Nawiązujemy dużą współpracę. Jest to początek, ale pojadą technicy, inżynierowie, omówią co potrzeba, bo trzeba mieć do tego oprzyrządowanie, jakieś obrotniki do spawania, nie mamy tego w Cegielskim. Myślę, że w tym roku byłoby dobrze zacząć produkcję, nie mówię jakiego podwozia, ale w ogóle podwozia do wozów pancernych.
- mówi Jerzy Michałkiewicz.
W ostatni piątek Cegielskiego odwiedziła delegacja zakładów Jelcz. Prezes HCP chciałby przygotowywać elementy podwozia i być może kabiny ciężarówek ze stali zwykłej i pancernej.

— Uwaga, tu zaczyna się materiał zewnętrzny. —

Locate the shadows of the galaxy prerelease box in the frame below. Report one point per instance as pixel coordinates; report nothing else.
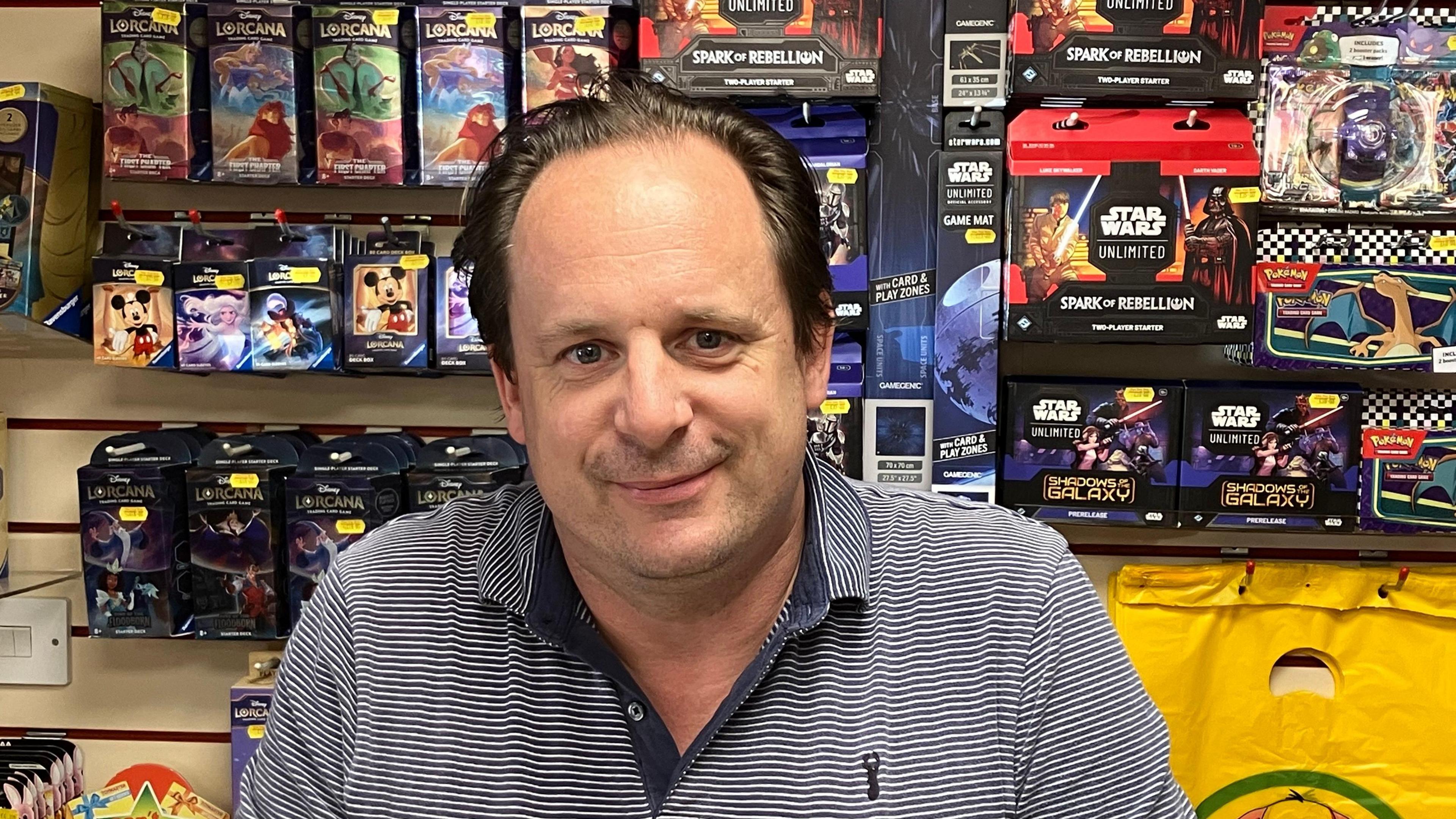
(758, 49)
(1130, 225)
(1092, 451)
(1171, 50)
(1270, 455)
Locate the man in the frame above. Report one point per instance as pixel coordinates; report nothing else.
(683, 615)
(1049, 248)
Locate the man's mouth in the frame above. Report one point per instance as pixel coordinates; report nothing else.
(673, 489)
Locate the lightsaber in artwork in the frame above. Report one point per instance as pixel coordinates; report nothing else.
(1076, 218)
(1130, 416)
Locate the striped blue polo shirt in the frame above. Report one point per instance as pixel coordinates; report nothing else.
(935, 659)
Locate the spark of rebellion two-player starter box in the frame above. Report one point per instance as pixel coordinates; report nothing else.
(1130, 225)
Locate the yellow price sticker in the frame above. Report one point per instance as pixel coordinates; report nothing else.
(350, 527)
(480, 21)
(166, 17)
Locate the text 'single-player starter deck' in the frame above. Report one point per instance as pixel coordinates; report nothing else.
(1085, 451)
(1130, 226)
(1175, 50)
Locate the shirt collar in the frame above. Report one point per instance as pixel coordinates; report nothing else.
(522, 568)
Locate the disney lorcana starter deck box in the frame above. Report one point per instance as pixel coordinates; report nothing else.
(135, 546)
(132, 297)
(1130, 226)
(967, 308)
(1409, 480)
(1173, 50)
(755, 47)
(155, 91)
(254, 60)
(1355, 298)
(341, 492)
(237, 537)
(1270, 455)
(464, 467)
(567, 49)
(1092, 451)
(458, 343)
(388, 321)
(212, 302)
(46, 206)
(362, 67)
(292, 299)
(469, 59)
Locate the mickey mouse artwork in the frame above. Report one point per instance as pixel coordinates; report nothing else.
(136, 327)
(386, 301)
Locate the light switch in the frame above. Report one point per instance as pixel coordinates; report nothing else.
(36, 636)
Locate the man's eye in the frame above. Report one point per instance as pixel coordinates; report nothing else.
(584, 353)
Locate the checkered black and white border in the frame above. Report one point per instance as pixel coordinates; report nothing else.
(1368, 244)
(1414, 409)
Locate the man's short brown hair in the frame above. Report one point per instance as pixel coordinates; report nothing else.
(628, 108)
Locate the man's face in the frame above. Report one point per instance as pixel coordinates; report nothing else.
(657, 382)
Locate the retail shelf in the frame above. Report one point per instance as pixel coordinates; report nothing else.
(27, 582)
(25, 339)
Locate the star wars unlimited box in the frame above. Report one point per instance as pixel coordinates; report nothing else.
(1270, 455)
(1174, 50)
(764, 47)
(1083, 451)
(1130, 225)
(967, 308)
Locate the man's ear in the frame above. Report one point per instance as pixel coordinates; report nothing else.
(510, 394)
(817, 361)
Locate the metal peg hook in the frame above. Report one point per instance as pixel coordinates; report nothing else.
(133, 232)
(212, 238)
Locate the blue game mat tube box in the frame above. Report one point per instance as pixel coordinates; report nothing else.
(967, 308)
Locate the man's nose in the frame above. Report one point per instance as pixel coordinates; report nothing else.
(653, 407)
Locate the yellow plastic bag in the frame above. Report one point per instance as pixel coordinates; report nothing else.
(1382, 748)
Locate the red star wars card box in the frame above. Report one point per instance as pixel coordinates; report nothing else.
(1175, 50)
(764, 47)
(1130, 225)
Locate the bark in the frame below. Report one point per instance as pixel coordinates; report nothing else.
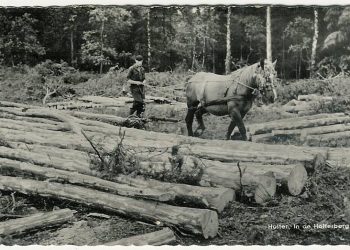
(266, 188)
(49, 160)
(314, 44)
(314, 97)
(207, 197)
(35, 221)
(197, 221)
(73, 105)
(101, 40)
(297, 180)
(149, 39)
(323, 130)
(72, 47)
(162, 237)
(286, 124)
(338, 139)
(268, 34)
(228, 42)
(84, 180)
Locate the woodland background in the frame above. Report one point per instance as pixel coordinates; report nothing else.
(95, 38)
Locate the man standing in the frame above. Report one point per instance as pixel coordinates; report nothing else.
(136, 79)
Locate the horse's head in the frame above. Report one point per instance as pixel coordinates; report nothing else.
(266, 79)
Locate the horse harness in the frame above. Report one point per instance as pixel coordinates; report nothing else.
(255, 92)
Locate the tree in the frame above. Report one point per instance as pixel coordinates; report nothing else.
(98, 44)
(336, 45)
(299, 33)
(228, 42)
(254, 32)
(268, 34)
(19, 40)
(71, 27)
(314, 44)
(149, 39)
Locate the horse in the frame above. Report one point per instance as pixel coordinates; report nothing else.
(231, 95)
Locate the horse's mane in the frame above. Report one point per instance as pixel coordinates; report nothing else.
(245, 73)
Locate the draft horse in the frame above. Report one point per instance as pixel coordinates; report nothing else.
(231, 95)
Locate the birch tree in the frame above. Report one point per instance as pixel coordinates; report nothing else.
(314, 44)
(149, 39)
(228, 42)
(268, 34)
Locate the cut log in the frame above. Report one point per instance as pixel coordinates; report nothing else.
(214, 198)
(162, 237)
(198, 221)
(72, 105)
(84, 180)
(266, 188)
(338, 139)
(314, 97)
(323, 130)
(297, 180)
(301, 122)
(39, 220)
(46, 160)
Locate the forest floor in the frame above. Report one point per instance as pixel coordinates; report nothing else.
(240, 224)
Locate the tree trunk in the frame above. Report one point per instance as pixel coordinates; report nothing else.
(304, 122)
(197, 221)
(213, 49)
(101, 40)
(206, 197)
(35, 221)
(194, 53)
(228, 42)
(162, 237)
(314, 44)
(268, 34)
(149, 39)
(44, 173)
(72, 47)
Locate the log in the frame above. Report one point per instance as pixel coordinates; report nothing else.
(85, 180)
(135, 135)
(162, 237)
(35, 221)
(314, 97)
(46, 160)
(214, 198)
(72, 105)
(197, 221)
(287, 124)
(338, 139)
(323, 130)
(266, 188)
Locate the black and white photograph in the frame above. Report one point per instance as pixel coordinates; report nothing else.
(223, 124)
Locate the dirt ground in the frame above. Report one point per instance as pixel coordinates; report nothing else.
(242, 223)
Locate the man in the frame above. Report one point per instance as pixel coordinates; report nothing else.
(136, 79)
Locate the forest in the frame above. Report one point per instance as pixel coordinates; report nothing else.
(306, 41)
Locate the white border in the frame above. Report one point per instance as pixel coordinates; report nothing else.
(18, 3)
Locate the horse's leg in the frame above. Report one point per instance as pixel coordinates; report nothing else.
(189, 119)
(199, 116)
(237, 118)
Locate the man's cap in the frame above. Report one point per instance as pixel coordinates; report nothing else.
(138, 58)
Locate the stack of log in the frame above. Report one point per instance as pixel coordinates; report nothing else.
(322, 130)
(100, 101)
(51, 146)
(306, 104)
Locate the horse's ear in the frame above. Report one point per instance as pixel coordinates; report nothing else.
(262, 63)
(274, 63)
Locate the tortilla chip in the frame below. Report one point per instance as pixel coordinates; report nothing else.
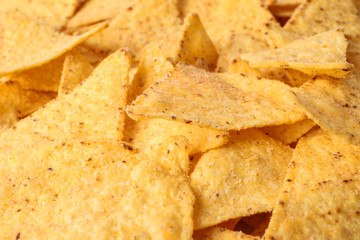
(195, 46)
(76, 69)
(97, 10)
(156, 25)
(43, 78)
(289, 133)
(68, 117)
(21, 50)
(193, 95)
(32, 100)
(152, 67)
(219, 233)
(146, 132)
(239, 179)
(93, 190)
(333, 105)
(319, 198)
(324, 53)
(238, 65)
(10, 102)
(53, 12)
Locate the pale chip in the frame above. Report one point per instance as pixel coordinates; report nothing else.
(28, 43)
(196, 48)
(239, 179)
(319, 198)
(10, 103)
(67, 117)
(334, 105)
(94, 190)
(289, 133)
(324, 53)
(32, 100)
(219, 233)
(76, 69)
(192, 94)
(97, 10)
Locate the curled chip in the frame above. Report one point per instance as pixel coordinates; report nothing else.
(322, 54)
(239, 179)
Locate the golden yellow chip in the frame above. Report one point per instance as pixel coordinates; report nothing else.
(28, 43)
(68, 117)
(152, 67)
(95, 190)
(158, 25)
(319, 198)
(43, 78)
(53, 12)
(333, 104)
(219, 233)
(193, 95)
(289, 133)
(97, 10)
(32, 100)
(196, 48)
(147, 132)
(324, 53)
(76, 69)
(10, 104)
(239, 179)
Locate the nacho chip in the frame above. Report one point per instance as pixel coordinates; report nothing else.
(219, 233)
(67, 117)
(333, 105)
(323, 53)
(193, 95)
(239, 179)
(43, 78)
(10, 102)
(152, 67)
(32, 100)
(97, 10)
(158, 25)
(195, 46)
(95, 190)
(319, 199)
(147, 132)
(21, 50)
(53, 12)
(289, 133)
(76, 69)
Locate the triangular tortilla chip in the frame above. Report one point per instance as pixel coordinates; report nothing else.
(53, 12)
(97, 10)
(10, 104)
(289, 133)
(196, 48)
(76, 69)
(157, 25)
(28, 43)
(190, 94)
(319, 198)
(154, 66)
(95, 190)
(324, 53)
(219, 233)
(32, 100)
(94, 110)
(43, 78)
(239, 179)
(334, 105)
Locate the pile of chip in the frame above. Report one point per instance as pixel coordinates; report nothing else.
(180, 119)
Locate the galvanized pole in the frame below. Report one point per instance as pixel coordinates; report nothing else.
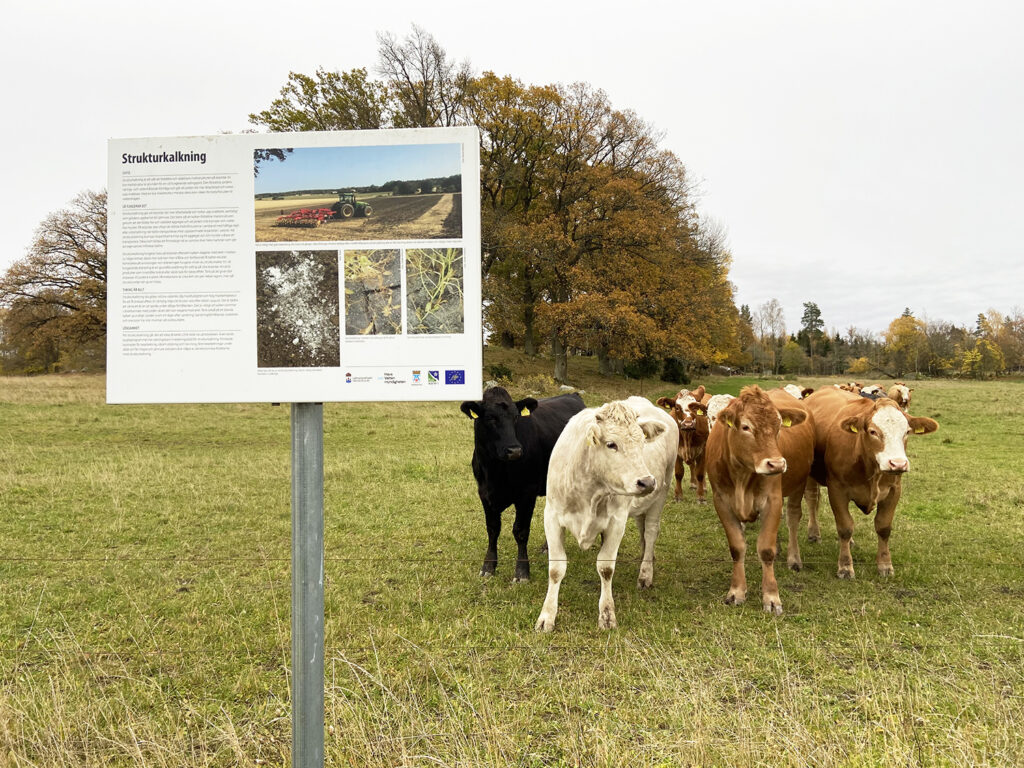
(307, 585)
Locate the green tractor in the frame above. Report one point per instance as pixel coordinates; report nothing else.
(347, 206)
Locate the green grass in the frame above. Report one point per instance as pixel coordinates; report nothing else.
(144, 601)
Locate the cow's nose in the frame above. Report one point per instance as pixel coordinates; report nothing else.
(646, 484)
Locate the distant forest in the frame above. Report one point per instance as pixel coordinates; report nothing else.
(409, 186)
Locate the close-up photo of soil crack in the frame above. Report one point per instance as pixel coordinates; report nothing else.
(297, 316)
(434, 285)
(373, 292)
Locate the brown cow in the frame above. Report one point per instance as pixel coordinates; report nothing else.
(860, 457)
(759, 451)
(691, 421)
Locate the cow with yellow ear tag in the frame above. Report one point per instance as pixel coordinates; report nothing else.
(860, 457)
(759, 452)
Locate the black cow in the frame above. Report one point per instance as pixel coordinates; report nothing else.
(512, 444)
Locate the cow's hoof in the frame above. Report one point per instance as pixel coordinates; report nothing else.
(544, 624)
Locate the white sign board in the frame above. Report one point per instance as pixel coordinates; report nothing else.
(298, 267)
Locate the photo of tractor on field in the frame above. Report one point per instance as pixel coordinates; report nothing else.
(346, 194)
(347, 206)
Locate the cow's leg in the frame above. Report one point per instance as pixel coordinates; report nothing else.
(883, 526)
(793, 514)
(606, 569)
(650, 525)
(493, 517)
(737, 548)
(557, 564)
(767, 549)
(811, 498)
(520, 530)
(844, 526)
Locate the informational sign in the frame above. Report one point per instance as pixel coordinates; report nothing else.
(298, 267)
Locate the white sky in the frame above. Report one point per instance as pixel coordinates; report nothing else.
(865, 156)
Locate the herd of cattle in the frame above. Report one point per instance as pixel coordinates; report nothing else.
(600, 466)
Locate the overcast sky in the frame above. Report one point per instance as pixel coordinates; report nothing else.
(864, 156)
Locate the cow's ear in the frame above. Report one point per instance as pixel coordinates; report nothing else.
(651, 428)
(853, 424)
(921, 425)
(793, 416)
(526, 406)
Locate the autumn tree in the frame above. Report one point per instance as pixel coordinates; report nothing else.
(427, 87)
(906, 344)
(811, 326)
(589, 235)
(54, 299)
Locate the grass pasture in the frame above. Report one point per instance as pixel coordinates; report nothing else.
(144, 602)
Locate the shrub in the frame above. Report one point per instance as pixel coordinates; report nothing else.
(674, 371)
(500, 372)
(645, 368)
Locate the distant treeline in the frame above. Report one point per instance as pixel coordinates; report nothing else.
(408, 186)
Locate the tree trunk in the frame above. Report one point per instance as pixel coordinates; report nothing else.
(528, 346)
(527, 340)
(559, 352)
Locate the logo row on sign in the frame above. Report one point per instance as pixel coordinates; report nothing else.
(457, 376)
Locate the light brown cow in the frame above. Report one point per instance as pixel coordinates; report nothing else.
(759, 451)
(860, 457)
(693, 430)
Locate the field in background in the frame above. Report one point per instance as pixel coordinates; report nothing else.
(408, 217)
(144, 560)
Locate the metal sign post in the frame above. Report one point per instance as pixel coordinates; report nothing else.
(307, 585)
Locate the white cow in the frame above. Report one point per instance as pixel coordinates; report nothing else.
(609, 464)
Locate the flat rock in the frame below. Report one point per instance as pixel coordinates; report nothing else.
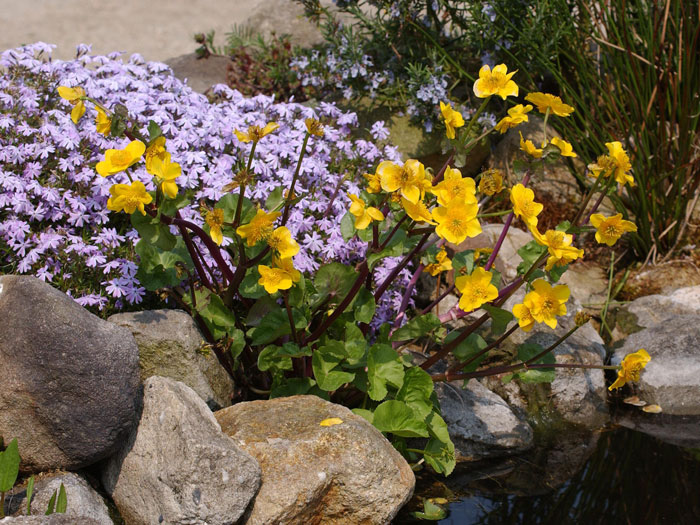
(170, 346)
(69, 379)
(672, 378)
(342, 474)
(481, 424)
(177, 466)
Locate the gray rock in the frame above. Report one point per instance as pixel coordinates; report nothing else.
(177, 466)
(69, 379)
(672, 378)
(169, 346)
(342, 474)
(83, 500)
(480, 423)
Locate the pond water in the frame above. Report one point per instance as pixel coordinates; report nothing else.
(630, 478)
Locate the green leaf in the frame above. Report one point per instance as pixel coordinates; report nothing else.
(417, 327)
(397, 418)
(383, 367)
(9, 466)
(499, 318)
(364, 306)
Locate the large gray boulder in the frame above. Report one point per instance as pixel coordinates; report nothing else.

Poznańskie zakłady od lat zmagają się z problemami finansowymi między innymi z powodu braku zamówień. Strata za poprzedni rok jest jeszcze podliczana, ale będzie dwukrotnie mniejsza niż rok wcześniej i wyniesie około 20 milionów złotych.
Za poprzedniej władzy grupa HCP sprzedała 14 hektarów nieruchomości Agencji Rozwoju Przemysłu za blisko 90 milionów złotych. Teraz spółka musi płacić czynsz za korzystanie z tych gruntów. Prezes Jerzy Michałkiewicz powiedział na naszej antenie, że liczy na odzyskanie tych nieruchomości do końca roku, ale to zależy od właściciela Cegielskiego, czyli Polskiej Grupy Zbrojeniowej.
Michałkiewicz odniósł się także do możliwości produkcji elementów do polsko-koreańskich czołgów K2PL. Nowy szef Cegielskiego zgłosił w grupie chęć spawania podwozia i wieży czołgowej.
HCP od września zeszłego roku należy do PGZ.